Reamers have to be stored so they cannot come in contact with hard surfaces. Their original containers, lengths of plastic tubing, drilled blocks, fluted drawer liners all work well. I have reamers I bough new 40 years ago and have used extensively that still cut smooth holes right to size and I attribute that to nothing more than careful storage.

Paul Alciatore
11-08-2008, 12:25 PM
I also bought a bunch of reamers on E-Bay some time ago. Over 50 in one batch so I had an instant assortment that has had many sizes I have used since then. I have only had to buy one new one for a special purpose.

As for measuring them, yes you can and with good accuracy. To tenths if you have a mike that reads that.

The technique I used was to set the mike to the approximate size then measure across two opposite edges about a quarter inch behind the tip. I would gently rotated the reamer BACKWARDS in the mike jaws. Usually the mike would be adjusted too small at first setting and the reamer would not rotate with light pressure. If it does rotate, then close the mike a thousanth or two until it does not. That is your starting point. Remember the pressure is LIGHT and you are turning it BACKWARDS so it will not cut the mike.

Then open the mike a small bit and try to rotate again. Continue opening and rotating until it does rotate with a small amount of drag as the flutes pass the jaws. That is proper reading.

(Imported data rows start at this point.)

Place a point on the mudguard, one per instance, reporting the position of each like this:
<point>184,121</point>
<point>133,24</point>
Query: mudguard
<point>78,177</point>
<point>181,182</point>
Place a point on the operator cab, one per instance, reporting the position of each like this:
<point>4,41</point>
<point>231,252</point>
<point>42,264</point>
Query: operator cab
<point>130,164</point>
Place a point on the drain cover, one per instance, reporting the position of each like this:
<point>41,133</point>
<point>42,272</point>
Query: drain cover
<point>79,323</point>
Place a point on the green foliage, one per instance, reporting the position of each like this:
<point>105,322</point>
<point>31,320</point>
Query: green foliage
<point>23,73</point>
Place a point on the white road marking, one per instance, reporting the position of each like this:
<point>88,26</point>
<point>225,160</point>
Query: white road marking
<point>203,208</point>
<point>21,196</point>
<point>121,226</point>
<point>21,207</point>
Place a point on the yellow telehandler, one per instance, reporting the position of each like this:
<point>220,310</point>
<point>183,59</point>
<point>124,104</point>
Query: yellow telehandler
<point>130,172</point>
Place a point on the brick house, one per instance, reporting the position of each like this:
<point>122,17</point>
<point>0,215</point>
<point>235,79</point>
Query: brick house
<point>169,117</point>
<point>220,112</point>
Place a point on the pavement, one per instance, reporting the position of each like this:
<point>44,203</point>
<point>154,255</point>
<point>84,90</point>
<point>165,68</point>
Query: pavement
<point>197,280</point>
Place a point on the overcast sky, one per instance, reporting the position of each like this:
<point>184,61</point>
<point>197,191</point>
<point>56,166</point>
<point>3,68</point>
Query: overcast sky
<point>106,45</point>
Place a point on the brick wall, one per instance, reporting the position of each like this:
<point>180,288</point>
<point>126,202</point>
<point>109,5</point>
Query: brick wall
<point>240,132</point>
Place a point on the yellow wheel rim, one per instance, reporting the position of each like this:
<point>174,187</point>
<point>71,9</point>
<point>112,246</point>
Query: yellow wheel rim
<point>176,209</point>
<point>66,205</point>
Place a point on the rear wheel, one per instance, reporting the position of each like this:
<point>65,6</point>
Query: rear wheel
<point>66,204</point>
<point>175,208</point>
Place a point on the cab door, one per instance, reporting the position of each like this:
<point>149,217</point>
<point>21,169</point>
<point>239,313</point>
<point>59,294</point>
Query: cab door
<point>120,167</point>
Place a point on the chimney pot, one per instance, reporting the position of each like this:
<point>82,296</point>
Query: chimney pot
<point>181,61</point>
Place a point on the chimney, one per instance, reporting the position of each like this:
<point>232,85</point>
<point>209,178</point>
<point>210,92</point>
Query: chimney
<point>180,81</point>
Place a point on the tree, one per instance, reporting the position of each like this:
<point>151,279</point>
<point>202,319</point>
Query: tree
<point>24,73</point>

On the reamers that were marked, this method produced readings that were within a few tenths of the marked value. Be sure to measure a bit from the end as used ones may be worn there.

Here's my solution for storage. Each reamer has it's own container, but the containers are different for different size ranges.

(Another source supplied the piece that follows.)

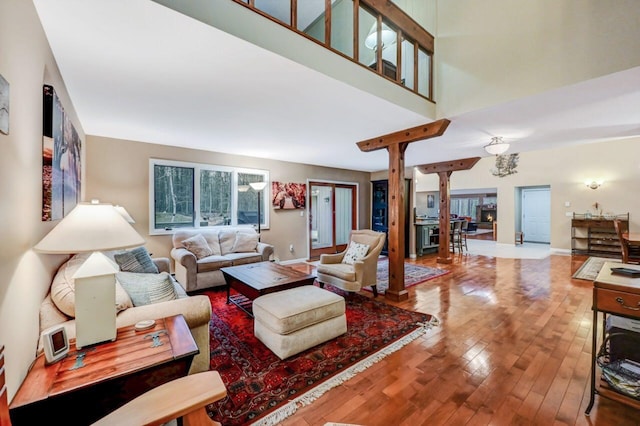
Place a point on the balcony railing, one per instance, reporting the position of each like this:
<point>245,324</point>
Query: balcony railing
<point>373,33</point>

http://img.photobucket.com/albums/v55/EPAIII/Pix1.jpg

The smallest ones are stored in soda straws, the type with the corrigated section so they twist. I punched a 1/8" hole in the straw, about 1/4" from the bottom to provide purchase and squirted a bit of silicon sealer in there and let it dry. This plugs the bottom end of the straw. The straws are sitting in plastic rain gutter spacers that are in turn sitting in a small cardboard bin. The bin is full so they stay in place.

The larger ones are in containers made from PVC pipe. The bottom cap is cemented on and the top is just a friction fit. The smaller, 3/8" PVC containers are sitting in some pieces of 1" copper tube which are tightly packed like the rain gutter spacers so they stay put.

The largest reamers, up to 1" in my case, are in larger PVC pipe containers that just lay in the outer bin.

This completely protects all edges and stores a lot of reamers in a small amount of shelf space (which is always in short supply in both my home and work shops).